Between 1942 and 1944, thousands of incarcerated Japanese Americans were moved from assembly centers and concentration camps to farm labor camps as a way to mitigate the wartime labor shortage. In the summer of 1942, Farm Security Administration (FSA) photographer Russell Lee—best known for his series on Pie Town, New Mexico—documented four such camps in Oregon and Idaho, capturing the laborers’ day-to-day lives in evocative detail. Many of these photographs, which capture a little-recorded episode of American history, have never before been exhibited.

On September 27, JANM will open Uprooted: Japanese American Farm Labor Camps During World War II, which showcases a selection of Lee’s images accompanied by his original captions. Curated by Morgen Young in collaboration with the Oregon Cultural Heritage Commission (OCHC), the exhibition seeks to contextualize the photographer’s work within the history of the FSA as well as Japanese American camp life in the two states. Uprooted will be on view through January 8, 2017.

For an illuminating look at the origins of this exhibition, read our Discover Nikkei interview with curator Morgen Young. A consulting historian based in Portland, Oregon, Young studied the FSA photography program in graduate school. Working on Uprooted has taught her much about Japanese American history, and she believes that the farm labor camps are an important and under-recognized part of that history. In her own words: “These individuals and families volunteered for agricultural labor—they went into new environments, where they didn’t know how they would be received by the local communities. They contributed directly to the war effort and still have not received the recognition they deserve for their efforts.”

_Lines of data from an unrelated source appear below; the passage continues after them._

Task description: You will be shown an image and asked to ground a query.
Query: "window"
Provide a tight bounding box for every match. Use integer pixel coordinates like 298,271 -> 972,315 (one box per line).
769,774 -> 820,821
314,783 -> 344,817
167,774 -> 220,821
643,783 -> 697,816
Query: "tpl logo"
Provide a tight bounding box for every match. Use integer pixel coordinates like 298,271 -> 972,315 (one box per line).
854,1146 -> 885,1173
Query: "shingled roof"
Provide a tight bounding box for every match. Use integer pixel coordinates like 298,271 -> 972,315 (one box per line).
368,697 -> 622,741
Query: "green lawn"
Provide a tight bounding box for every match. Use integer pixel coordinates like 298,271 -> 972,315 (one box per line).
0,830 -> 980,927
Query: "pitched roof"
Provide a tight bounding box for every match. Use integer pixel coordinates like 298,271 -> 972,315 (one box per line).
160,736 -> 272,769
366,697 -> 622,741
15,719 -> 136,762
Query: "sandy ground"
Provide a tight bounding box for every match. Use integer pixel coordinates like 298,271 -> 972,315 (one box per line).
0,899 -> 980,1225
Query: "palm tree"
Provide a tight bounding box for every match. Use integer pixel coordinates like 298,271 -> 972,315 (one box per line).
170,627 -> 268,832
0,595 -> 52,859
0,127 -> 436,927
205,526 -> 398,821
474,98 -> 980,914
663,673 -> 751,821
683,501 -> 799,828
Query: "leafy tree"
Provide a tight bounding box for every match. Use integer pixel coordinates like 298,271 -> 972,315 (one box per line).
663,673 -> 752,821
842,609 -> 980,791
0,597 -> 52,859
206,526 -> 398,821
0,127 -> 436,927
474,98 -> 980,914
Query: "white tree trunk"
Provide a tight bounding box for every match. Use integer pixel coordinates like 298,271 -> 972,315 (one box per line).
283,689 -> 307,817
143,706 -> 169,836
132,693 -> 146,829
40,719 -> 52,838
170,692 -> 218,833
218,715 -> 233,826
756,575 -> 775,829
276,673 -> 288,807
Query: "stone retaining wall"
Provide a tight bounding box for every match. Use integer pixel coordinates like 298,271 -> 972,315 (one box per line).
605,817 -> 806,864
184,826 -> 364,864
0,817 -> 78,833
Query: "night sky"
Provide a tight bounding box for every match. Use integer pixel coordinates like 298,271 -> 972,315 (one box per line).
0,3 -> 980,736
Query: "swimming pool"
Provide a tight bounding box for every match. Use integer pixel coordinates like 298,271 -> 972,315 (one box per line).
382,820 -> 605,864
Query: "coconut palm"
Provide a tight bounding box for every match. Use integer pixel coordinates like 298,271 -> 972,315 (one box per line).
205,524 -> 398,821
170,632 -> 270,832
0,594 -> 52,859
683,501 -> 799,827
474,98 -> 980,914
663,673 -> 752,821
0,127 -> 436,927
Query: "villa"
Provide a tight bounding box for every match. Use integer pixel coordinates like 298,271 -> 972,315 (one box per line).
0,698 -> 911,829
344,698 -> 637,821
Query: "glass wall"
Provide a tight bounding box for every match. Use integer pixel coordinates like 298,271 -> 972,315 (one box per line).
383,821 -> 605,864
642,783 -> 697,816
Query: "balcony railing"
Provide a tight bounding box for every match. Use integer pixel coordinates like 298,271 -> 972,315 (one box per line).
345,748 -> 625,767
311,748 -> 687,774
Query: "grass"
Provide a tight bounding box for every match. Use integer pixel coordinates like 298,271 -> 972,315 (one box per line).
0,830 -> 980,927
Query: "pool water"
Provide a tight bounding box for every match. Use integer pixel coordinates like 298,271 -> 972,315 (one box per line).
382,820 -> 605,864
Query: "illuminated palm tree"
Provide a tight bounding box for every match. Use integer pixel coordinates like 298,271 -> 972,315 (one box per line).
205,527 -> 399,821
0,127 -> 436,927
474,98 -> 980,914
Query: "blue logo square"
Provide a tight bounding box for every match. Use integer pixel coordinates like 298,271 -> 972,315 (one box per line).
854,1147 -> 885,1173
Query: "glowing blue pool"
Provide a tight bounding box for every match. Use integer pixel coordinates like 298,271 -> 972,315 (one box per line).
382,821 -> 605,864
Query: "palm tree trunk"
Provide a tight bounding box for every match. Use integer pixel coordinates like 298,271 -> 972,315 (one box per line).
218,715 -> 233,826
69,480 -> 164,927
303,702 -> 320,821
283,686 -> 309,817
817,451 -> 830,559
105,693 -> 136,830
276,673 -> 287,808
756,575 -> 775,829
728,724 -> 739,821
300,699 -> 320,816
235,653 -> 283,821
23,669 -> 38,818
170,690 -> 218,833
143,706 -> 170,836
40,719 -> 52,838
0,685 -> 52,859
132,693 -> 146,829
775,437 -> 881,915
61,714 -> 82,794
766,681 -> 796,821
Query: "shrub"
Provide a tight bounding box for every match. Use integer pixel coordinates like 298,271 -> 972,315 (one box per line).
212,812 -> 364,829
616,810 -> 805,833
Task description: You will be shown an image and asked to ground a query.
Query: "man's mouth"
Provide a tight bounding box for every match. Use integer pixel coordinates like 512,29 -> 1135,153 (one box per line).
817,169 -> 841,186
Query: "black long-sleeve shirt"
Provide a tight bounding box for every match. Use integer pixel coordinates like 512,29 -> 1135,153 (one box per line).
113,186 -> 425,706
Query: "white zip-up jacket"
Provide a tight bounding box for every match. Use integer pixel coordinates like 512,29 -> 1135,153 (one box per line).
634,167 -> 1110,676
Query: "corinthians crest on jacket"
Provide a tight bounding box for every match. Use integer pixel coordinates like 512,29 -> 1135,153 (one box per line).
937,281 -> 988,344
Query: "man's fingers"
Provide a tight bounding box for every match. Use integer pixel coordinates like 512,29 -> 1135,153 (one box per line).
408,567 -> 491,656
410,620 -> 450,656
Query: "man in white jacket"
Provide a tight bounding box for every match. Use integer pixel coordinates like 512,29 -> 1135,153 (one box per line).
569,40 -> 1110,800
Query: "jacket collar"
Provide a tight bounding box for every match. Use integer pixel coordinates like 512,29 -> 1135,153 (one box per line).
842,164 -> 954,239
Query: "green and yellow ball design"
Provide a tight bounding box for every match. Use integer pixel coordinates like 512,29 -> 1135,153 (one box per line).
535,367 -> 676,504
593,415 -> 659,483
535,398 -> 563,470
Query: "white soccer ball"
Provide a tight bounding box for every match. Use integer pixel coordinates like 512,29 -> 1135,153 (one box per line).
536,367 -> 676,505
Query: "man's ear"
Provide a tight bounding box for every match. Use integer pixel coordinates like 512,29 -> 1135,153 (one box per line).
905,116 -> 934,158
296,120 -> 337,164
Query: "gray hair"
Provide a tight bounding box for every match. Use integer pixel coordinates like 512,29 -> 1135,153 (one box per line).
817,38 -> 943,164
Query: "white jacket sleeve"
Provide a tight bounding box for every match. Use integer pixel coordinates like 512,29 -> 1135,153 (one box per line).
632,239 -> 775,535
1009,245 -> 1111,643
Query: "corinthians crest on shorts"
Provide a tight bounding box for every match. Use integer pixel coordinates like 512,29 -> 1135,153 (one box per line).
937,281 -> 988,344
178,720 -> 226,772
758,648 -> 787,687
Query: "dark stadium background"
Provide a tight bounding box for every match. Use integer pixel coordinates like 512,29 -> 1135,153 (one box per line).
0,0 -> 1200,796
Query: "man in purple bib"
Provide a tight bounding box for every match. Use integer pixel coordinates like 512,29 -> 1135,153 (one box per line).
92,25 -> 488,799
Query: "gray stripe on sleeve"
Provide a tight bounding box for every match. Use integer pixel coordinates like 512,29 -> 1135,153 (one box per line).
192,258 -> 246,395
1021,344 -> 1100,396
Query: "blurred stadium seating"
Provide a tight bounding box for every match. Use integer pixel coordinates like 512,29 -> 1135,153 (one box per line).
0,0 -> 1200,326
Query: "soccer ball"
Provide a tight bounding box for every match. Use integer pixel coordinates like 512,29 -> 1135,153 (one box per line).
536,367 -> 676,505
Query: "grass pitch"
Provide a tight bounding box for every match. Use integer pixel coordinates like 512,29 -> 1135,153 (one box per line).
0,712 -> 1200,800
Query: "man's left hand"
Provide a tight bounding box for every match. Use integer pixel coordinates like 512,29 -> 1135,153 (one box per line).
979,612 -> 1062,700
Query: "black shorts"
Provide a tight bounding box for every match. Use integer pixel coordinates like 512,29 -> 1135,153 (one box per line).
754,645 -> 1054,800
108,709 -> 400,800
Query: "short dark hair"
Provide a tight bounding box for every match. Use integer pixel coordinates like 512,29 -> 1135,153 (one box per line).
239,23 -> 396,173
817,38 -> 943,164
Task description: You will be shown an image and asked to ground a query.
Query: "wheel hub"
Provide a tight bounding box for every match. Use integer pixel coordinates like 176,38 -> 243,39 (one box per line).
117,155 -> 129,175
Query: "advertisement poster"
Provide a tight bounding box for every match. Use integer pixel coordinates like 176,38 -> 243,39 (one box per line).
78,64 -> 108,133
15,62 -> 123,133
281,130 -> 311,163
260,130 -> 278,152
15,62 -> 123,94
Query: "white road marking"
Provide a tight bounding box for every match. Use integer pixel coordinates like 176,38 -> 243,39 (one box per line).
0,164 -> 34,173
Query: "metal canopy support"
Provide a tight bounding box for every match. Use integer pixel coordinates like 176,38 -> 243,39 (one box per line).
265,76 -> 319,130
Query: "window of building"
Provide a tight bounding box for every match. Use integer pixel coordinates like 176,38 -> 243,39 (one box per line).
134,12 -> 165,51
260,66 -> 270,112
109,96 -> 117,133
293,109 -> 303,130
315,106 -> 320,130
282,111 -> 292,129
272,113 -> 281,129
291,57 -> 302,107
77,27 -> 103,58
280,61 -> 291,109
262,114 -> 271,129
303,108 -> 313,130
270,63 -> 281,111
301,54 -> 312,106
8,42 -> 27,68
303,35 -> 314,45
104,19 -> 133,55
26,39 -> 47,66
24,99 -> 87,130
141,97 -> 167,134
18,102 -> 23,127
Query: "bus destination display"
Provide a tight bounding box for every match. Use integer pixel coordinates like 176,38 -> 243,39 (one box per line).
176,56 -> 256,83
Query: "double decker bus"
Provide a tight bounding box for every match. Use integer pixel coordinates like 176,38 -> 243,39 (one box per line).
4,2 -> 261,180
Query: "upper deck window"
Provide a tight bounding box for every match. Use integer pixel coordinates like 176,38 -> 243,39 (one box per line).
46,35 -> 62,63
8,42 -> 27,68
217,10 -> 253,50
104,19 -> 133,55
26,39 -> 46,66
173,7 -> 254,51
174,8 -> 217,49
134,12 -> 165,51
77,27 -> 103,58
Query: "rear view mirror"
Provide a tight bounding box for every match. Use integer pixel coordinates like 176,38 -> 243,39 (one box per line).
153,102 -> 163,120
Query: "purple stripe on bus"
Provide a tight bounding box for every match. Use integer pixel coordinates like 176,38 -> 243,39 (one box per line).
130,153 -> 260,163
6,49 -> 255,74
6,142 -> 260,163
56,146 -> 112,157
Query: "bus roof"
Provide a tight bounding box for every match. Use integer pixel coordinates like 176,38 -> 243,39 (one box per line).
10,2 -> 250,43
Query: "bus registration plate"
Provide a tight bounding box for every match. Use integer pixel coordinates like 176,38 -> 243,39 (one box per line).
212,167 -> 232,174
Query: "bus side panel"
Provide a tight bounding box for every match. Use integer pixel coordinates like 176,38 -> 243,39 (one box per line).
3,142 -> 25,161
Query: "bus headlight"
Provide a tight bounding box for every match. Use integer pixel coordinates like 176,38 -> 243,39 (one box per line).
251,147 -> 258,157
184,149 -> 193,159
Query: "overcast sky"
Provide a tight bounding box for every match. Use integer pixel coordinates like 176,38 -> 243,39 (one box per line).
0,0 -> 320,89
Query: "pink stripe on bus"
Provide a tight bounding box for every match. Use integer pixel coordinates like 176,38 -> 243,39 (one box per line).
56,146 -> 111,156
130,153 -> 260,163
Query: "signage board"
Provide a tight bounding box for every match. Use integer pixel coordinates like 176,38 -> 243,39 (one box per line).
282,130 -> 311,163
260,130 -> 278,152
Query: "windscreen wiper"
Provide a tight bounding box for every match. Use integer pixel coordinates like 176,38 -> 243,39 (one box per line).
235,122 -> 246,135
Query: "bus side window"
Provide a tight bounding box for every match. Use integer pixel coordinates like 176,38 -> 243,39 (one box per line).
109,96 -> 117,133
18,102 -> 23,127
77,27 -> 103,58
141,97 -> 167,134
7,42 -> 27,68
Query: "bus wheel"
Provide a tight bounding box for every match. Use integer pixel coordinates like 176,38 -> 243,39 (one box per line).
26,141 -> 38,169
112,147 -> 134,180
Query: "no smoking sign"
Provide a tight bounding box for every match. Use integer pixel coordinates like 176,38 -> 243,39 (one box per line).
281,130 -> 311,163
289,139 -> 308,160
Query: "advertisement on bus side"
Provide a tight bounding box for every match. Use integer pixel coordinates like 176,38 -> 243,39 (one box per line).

Uprooted is a multi-pronged project that includes the traveling physical exhibition, oral history interviews with subjects in the photographs who were identified by viewers, documentary videos, school curricula, and a comprehensive website. A visit to the website is a great idea both before and after your visit to the exhibition; there, you can learn more about the farm labor camps, review copies of official documents, watch excerpts of oral history videos, view photos of the camps taken by people who lived in them, download lesson plans, and more.

The Twin Falls, Idaho labor camp operated year-round two miles south of the city. Library of Congress, Prints and Photographs Division, FSA-OWI Collection, LC-USF34-073759-D.
The Twin Falls, Idaho labor camp operated year-round two miles south of the city. Library of Congress, Prints and Photographs Division, FSA-OWI Collection, LC-USF34-073759-D.

Help Identify People in the Photographs

When you come to see Uprooted, pay close attention to the people in the photographs. Do you recognize anyone? Efforts to identify the subjects in Russell Lee’s photographs are still ongoing; according to Young, no one in the Idaho camp images has been identified, and the organizers are hoping that LA visitors will be able to help. A photo identification binder will be made available for visitors to write down possible names and/or details about the subjects’ lives.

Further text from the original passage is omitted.